Trump administration has a plan to close “Flores” loophole
By Jennifer G. Hickey | September 7, 2018
The Trump administration this week rolled out a 203-page proposal that aims to reform the Flores agreement to give broader authority to the Department of Homeland Security (DHS) to set the standards for the detention of illegal immigrant children.
The DHS and Department of Health and Human Services formulated the changes to the 1997 Flores Settlement Agreement, the federal consent decree that has determined children cannot be held for longer than 20 days.
In a statement issued on Thursday, DHS Secretary Kirstjen Nielsen argued that “legal loopholes significantly hinder the Department’s ability to appropriately detain and promptly remove family units that have no legal basis to remain in the country.”
She continued, “This rule addresses one of the primary pull factors for illegal immigration and allows the federal government to enforce immigration laws as passed by Congress.”

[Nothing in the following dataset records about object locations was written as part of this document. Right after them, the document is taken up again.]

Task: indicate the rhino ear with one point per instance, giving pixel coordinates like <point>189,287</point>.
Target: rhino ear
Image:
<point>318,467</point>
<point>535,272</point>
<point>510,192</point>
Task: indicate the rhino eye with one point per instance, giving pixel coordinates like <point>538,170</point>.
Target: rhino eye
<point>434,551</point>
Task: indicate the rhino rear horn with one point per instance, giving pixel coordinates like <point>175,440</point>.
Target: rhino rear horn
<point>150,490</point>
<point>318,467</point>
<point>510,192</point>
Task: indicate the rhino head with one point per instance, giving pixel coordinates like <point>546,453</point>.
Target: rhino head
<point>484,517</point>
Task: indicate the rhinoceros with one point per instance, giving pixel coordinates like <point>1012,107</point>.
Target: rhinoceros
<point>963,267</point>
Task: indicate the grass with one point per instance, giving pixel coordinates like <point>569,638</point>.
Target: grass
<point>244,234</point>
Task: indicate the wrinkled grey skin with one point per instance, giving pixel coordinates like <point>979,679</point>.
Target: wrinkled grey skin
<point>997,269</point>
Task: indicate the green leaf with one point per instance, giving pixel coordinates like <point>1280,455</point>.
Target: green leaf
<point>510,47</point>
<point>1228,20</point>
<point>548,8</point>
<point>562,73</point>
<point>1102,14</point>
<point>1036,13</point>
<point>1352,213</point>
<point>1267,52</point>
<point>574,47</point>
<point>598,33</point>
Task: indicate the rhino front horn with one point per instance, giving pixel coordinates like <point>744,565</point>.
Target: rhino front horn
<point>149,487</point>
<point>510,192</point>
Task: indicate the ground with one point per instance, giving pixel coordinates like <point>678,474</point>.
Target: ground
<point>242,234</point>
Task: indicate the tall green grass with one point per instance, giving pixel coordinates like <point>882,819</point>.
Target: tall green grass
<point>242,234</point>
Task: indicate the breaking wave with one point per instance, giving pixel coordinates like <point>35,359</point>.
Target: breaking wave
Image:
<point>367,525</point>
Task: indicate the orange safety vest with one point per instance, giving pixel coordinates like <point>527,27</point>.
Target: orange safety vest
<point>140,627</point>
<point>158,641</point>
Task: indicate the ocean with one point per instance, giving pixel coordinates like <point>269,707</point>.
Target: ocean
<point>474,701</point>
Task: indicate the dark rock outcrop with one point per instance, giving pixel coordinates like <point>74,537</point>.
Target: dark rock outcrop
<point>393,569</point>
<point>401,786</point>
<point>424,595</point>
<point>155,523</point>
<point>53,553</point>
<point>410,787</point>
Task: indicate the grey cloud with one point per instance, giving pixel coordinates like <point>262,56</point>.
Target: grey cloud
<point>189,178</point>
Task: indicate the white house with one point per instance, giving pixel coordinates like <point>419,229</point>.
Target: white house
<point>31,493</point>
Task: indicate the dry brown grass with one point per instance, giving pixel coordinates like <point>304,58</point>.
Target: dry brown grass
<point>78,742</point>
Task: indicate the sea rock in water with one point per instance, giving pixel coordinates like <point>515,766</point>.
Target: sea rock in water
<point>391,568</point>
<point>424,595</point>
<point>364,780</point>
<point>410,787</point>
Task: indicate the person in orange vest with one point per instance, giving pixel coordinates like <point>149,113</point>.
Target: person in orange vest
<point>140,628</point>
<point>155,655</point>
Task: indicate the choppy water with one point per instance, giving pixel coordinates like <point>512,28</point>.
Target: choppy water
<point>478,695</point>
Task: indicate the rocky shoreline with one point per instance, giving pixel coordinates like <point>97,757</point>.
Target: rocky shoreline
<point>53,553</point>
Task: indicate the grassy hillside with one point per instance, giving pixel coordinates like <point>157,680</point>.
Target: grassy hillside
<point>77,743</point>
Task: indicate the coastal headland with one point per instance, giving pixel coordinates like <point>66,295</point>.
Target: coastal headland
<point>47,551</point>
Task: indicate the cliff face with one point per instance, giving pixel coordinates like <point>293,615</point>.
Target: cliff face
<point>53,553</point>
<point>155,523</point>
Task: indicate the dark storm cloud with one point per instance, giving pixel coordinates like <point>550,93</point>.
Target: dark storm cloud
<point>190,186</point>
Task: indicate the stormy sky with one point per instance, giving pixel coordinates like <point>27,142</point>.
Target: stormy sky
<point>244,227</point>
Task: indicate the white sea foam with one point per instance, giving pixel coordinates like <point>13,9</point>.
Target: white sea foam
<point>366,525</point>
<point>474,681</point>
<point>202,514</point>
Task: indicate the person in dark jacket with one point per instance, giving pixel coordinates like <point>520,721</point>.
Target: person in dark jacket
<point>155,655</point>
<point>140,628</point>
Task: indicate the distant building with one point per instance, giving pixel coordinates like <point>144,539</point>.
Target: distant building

According to the rulemaking, which was entered into the Federal Register on Sept. 7, the proposed regulations would “ensure that the regulations accomplish a sound and proper implementation of governing federal statutes, and set forth a sustainable operational model of immigration enforcement.”
As FAIR Take noted last month, Republican Sens. Charles Grassley (Iowa), Thom Tillis (N.C.), and Ted Cruz (Texas), argued in a a joint op-ed that “ one simple step which could have prevented the family separations we now decry: repealing the Flores v. Reno consent decree as it relates to families.”
The rules already are facing fierce resistance from open border advocates and their allies in Congress, and could be headed for the courts soon. FAIR will keep you updated on the progress of this rulemaking and on any action in Congress to codify changes to the Flores agreement.